A défaut de règlement amiable après dépôt du rapport, M.et Mme [B] ont, par exploit du 17 juillet 2023, fait assigner les sociétés [X] et AXA ASSURANCES IARD MUTUELLE devant le Tribunal judiciaire de Caen, sollicitant leur condamnation in solidum au paiement de la somme de 48 712,29 € au titre des travaux de reprise, de 9 000 € à titre de dommages et intérêts pour perte de jouissance, de 1 401,20 € au titre des frais exposés avant l’expertise judiciaire, de 7 000 € sur le fondement de l’article 700 du code de procédure civile, outre les dépens comprenant les frais d’expertise.
Par conclusions récapitulatives notifiées par voie électronique le 04 novembre 2024 M.et Mme [B] ont précisé leurs demandes, sollicitant la condamnation in solidum de la société [X] et de l’assureur garantissant effectivement celle-ci, AXA FRANCE IARD, au paiement de la somme de 49 352,29 euros TTC correspondant à la solution n° 2, de 16 000 euros à titre de dommages et intérêts pour perte de jouissance, de 1 401,20 euros au titre des frais préalables, ainsi que de la somme de 7 000 euros au titre de l’article 700 du code de procédure civile, avec intérêts et indexation.

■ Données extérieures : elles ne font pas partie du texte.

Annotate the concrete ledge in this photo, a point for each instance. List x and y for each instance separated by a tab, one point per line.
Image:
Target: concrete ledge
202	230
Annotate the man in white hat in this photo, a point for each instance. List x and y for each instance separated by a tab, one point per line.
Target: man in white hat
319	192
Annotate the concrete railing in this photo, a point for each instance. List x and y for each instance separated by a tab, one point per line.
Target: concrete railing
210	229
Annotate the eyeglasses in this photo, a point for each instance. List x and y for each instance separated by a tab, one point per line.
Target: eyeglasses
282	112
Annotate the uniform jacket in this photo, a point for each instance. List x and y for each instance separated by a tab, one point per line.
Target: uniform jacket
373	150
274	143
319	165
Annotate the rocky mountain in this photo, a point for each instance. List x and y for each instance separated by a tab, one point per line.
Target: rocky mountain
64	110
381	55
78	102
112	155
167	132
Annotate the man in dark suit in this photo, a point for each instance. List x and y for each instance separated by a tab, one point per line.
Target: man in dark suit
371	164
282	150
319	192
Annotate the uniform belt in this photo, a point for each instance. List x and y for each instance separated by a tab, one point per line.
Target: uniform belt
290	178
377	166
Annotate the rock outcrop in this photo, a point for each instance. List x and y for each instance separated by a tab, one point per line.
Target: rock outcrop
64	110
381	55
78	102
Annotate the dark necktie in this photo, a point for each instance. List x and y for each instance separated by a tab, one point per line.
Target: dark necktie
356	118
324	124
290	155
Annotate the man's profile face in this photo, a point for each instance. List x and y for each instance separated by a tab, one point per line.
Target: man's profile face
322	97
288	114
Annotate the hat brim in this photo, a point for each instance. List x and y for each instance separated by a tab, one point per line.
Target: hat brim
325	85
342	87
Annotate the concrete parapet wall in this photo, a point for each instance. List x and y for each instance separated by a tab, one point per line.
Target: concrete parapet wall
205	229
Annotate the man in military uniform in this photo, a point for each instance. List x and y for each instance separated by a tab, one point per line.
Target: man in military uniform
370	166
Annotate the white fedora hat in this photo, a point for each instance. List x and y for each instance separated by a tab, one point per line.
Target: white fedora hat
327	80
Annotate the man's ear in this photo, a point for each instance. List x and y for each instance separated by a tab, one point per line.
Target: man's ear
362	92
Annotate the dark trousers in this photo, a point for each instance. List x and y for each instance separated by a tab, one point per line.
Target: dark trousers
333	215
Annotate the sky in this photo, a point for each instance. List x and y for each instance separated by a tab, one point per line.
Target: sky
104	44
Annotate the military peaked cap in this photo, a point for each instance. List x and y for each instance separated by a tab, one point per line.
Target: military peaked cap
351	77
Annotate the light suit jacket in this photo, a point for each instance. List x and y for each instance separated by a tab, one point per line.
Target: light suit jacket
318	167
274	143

Les sociétés [X], AXA ASSURANCES IARD MUTUELLE et AXA FRANCE IARD, par conclusions n° 3, ont sollicité que soit reçue l’intervention volontaire d’AXA FRANCE IARD, la mise hors de cause de AXA ASSURANCES IARD MUTUELLE, et les rejet de la demande relative à l’engagement de a responsabilité décennale de la société [X] faute de désordre avéré et d’impropriété à destination, et, subsidiairement, voir écarter que sa responsabilité contractuelle, aucune faite n’étant démontrée.
Elles contestent la réalité et l’intensité des nuisances, soulignant qu’elles n’ont pas été perçues lors des opérations d’expertise, et critiquent les attestations produites par 2024 M.et Mme [B] .
Elles soutiennent que seule la solution n° 1, moins onéreuse, doit être retenue, en contestant la prétendue impossibilité d’une intervention par l’extérieur.
À titre subsidiaire, elles demandent de limiter le coût des travaux à 17 294,23 euros TTC, le rejet lesdemndes relatives aux postes annexes ou leur cantonnement aux chiffrages de l’expert, de débouter les demandeurs de leur demande au titre de la perte de jouissance et de réduire le montant sollicité au titre de l’article 700 du code de procédure civile.
Elles demandent reconventionnellemnent leur condamnation à leur verser la somme de 3 000 euros sur le même fondement.
L’affaire a été plaidée et la date de mise en disposition a été prorgée à ce jour.
Motifs
Sur l’intervention volontaire d’AXA FRANCE IARD et la mise hors de cause d’AXA ASSURANCES IARD MUTUELLE
Il résulte des conditions particulières produites que la société [X] est assurée, pour sa responsabilité décennale, auprès de la société AXA FRANCE IARD et non auprès d’AXA ASSURANCES IARD MUTUELLE.
L’intervention volontaire d’AXA FRANCE IARD, qui a intérêt à intervenir en qualité d’assureur de la société [X], est régulière et sera déclarée recevable. Corrélativement, AXA ASSURANCES IARD MUTUELLE, qui n’est pas l’assureur du risque litigieux, doit être mise hors de cause.
Sur la responsabilité de la société [X]
Aux termes de l’article 1792 du code civil, tout constructeur d’un ouvrage est responsable de plein droit envers le maître de l’ouvrage, des dommages qui en compromettent la solidité ou qui, l’affectant dans l’un de ses éléments constitutifs ou d’équipement, le rendent impropre à sa destination.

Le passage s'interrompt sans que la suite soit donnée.